Akashi, who is head of the UN Transitional Authority in Cambodia (UNTAC), says he is often asked to pass on lessons from Cambodia to the other UN peacekeeping operations around the world.
First, he says, peace only came to Cambodia with the end of the cold war and the rapprochement between Vietnam and China, which had used the country as proxy battleground against each other.
Then, diplomacy by France, Indonesia, the United Sates, Japan, and Australia helped to bring about a UN-backed peace accord in 1991, followed by pressure on China and Thailand to curb the Khmer Rouge force of some 10,000 fighters.
"The Cambodian conflict does not have the racial, tribal, or religious ingredients which a number of other conflicts have," he says. "The Cambodia conflict, in my opinion, is essentially about ideology and about power."
At present, the balance of power among the former warring factions of Cambodia is still uneasy, despite an election that saw a 90 percent turnout and a clear winner, the FUNCINPEC party of Prince Norodom Ranariddh.
The former incumbent government, led by Hun Sen of the Cambodian People's Party (CPP), protested the election results.
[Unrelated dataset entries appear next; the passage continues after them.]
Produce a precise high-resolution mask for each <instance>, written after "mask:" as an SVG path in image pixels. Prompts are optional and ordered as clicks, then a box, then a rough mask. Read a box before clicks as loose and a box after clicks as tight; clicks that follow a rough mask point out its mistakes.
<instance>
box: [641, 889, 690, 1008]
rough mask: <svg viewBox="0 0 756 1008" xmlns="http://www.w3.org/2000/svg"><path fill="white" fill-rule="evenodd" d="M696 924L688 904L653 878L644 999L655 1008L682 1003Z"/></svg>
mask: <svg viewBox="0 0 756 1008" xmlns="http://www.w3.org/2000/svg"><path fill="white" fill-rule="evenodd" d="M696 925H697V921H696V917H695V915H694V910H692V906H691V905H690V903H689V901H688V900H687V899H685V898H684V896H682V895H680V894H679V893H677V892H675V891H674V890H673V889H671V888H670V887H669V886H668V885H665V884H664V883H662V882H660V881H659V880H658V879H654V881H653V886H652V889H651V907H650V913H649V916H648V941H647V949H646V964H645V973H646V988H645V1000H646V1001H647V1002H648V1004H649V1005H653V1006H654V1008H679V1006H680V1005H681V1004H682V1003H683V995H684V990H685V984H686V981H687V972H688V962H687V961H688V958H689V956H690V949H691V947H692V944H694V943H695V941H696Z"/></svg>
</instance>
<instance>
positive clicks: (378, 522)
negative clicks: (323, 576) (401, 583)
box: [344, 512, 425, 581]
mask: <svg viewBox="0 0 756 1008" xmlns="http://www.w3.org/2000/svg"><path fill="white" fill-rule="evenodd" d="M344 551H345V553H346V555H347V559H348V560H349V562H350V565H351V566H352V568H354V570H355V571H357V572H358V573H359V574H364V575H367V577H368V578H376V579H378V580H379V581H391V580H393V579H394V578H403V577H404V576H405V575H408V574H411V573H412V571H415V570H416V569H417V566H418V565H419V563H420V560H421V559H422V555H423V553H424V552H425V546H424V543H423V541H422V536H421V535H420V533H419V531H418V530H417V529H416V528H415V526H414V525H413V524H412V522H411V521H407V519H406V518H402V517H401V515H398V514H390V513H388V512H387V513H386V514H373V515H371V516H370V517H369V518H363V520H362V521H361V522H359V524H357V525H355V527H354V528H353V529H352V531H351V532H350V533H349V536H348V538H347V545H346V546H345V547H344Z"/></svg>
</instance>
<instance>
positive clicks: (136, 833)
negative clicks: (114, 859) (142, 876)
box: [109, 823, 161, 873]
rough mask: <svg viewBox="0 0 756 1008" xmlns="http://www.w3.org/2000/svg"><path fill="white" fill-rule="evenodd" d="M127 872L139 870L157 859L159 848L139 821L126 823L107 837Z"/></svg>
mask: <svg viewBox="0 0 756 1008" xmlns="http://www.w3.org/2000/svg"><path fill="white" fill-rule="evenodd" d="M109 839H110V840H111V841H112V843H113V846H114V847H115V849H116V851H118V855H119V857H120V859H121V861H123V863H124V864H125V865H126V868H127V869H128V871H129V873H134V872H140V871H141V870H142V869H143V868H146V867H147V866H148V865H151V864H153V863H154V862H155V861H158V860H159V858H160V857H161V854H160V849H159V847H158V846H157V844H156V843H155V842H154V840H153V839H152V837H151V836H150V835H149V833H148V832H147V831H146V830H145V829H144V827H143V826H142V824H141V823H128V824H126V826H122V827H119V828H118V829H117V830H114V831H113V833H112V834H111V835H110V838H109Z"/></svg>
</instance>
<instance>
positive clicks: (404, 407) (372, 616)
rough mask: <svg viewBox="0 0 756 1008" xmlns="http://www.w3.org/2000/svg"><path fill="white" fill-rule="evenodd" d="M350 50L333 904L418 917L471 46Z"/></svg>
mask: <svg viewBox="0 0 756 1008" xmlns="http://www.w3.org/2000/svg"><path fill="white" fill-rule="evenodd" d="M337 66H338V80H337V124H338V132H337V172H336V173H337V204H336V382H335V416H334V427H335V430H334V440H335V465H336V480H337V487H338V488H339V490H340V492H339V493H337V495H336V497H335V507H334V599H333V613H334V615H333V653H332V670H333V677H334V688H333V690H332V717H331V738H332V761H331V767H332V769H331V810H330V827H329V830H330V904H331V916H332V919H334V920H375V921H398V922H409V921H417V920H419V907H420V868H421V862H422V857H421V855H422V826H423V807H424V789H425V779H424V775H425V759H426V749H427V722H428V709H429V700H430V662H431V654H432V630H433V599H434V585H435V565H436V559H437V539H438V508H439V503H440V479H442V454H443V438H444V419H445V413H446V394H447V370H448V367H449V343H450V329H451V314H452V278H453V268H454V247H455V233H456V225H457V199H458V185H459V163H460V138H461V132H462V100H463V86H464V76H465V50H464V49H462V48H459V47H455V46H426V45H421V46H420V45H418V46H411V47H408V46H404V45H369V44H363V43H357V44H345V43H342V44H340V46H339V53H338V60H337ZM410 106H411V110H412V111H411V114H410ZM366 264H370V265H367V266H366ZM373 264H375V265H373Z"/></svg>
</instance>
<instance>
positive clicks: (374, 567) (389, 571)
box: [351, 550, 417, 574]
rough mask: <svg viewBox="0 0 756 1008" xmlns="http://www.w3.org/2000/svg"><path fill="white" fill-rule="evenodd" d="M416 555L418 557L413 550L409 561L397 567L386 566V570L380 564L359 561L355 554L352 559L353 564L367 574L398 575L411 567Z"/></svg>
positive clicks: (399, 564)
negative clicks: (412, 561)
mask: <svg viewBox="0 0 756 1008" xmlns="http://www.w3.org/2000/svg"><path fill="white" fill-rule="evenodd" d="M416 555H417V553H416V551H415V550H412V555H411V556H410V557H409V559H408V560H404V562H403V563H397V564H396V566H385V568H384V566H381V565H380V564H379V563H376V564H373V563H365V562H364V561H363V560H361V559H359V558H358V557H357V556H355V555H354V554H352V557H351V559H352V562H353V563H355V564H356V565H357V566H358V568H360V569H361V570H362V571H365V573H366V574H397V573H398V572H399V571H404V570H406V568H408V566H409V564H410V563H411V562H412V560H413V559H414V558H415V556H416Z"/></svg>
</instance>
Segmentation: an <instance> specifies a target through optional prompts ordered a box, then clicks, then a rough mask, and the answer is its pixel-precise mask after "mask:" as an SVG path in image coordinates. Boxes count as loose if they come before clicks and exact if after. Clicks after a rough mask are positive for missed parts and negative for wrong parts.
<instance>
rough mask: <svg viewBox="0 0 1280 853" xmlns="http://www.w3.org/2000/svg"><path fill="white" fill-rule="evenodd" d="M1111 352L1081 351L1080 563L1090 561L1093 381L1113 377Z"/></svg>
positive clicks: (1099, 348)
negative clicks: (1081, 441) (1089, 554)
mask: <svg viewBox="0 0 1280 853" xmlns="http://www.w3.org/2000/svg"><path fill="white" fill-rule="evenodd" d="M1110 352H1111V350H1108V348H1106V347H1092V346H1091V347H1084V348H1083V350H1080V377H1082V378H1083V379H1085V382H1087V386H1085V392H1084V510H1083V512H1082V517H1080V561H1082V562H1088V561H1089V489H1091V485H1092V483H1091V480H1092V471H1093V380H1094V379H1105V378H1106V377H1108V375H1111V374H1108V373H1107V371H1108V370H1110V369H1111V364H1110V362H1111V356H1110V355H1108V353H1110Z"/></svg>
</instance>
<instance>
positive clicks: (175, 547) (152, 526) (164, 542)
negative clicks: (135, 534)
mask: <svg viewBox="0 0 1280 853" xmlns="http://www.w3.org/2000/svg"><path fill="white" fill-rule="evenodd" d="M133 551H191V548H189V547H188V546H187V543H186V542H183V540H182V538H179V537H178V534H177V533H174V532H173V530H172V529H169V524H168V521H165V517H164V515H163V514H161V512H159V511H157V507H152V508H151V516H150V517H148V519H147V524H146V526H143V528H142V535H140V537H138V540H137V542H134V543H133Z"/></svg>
The CPP won 51 seats to FUNINPEC's 57, out of 120 total in the new parliament.
IN an awkward compromise, the former king, Prince Norodom Sihanouk, is ruler over a government that has two ministers in most Cabinet posts - one from each party.
"This arranged marriage through the go-between of Prince Sihanouk is working so far," Akashi says.
"The question is now how long this system of having two prime ministers, two defense ministers, and two ministers of interior in the hands of Ranariddh and Hun Sen will last," he says.
He hopes that they can draft a new constitution quickly that will allow the UN to end its mandate and withdraw the last of its 16,000 troops.
The Khmer Rouge guerrillas, who ruled the country ruthlessly from 1975-78 were left out in the cold after they refused to abide by the UN peace accords. To draw them out of the jungle and into the political process, Sihanouk hopes to give them some role in the government.
"The Khmer Rouge is very much present in the military sense of the term," Akashi says. "But it may not be a 10-foot military monster as some people would like to make it."
The high election turnout and the results came as an unpleasant surprise to the Khmer Rouge, leaving them confused, he says. "They realize that they have missed the bus. They are anxious to get on board."
He added that the Khmer Rouge cannot be eliminated militarily. Only effective social and economic policies that reduce the wealth disparity between the capital, Phnom Penh, and the countryside can contain the guerrillas, Akashi says.
UNTAC succeeded against the Khmer Rouge by not using military power, but "the power of information and education" by explaining democracy, elections, and human rights to a largely peasant nation of 7 to 8 million people. Information was passed by new radio transmitters and hundreds of foreign volunteers.
"Although we were sometimes considered too patient, our patience paid off," he says.
One French general in UNTAC said that he and 200 soldiers could have marched on Khmer Rouge territory and subjugated them totally, Akashi says. But he adds, "We never believed that that kind of bravado would bring about the solution to the Cambodia problem."
"Some of our Western colleagues were a bit impatient and mechanistic in trying to apply human rights outright. At the same time, some Asian leaders said they had a secret approach [to human rights]. I asked them a lot of questions, and it turned out that there is no such thing as a unique regional approach."
"In the end it is the growth of the middle class that shall become the real guardian of democracy and human rights. And Cambodia has a long way to go. But I still hope that political and economic rights will go hand in hand in Cambodia."